Dans ce texte ministériel de 64 pages, on trouve comme de coutume des formules qui semblent faire écho à nos préoccupations : « réduire les inégalités scolaires et faire réussir tous les élèves, développer leur compréhension du monde, penser des modalités d’évaluation favorisant l’estime de soi, développer les partenariats, instaurer un climat scolaire apaisé propice aux apprentissages, valoriser les enseignants… ». Mais la divergence est flagrante quand on se penche sur la définition ou la déclinaison de ces principes. Le préambule donne le ton puisque pour lutter contre « la persistance des écarts entre les élèves des milieux défavorisés et les autres », le MEN préconise : la création d’une école du socle commun la personnalisation des parcours d’apprentissage la renforcement des liens entre pédagogie et vie scolaire la personnalisation de la gestion des ressources humaines la contractualisation des établissements avec les autorités académiques. A partir de ces « priorités », ce vademecum décline un « cadrage national » s’adressant aux autorités académiques et aux établissements concernés.
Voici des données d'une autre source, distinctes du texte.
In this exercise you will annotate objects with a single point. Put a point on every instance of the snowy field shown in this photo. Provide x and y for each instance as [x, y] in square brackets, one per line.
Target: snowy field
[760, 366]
Il définit des « principes » et des « pistes d’action », mais renvoie clairement les décisions aux autorités locales et aux établissements.

Les préconisations concrètes

Dans la continuité des textes qui l’ont précédé depuis la LO de 2005, son contenu s’articule autour de 3 volets : les missions de l’école, le statut d’enseignant, le pilotage du système et ses moyens.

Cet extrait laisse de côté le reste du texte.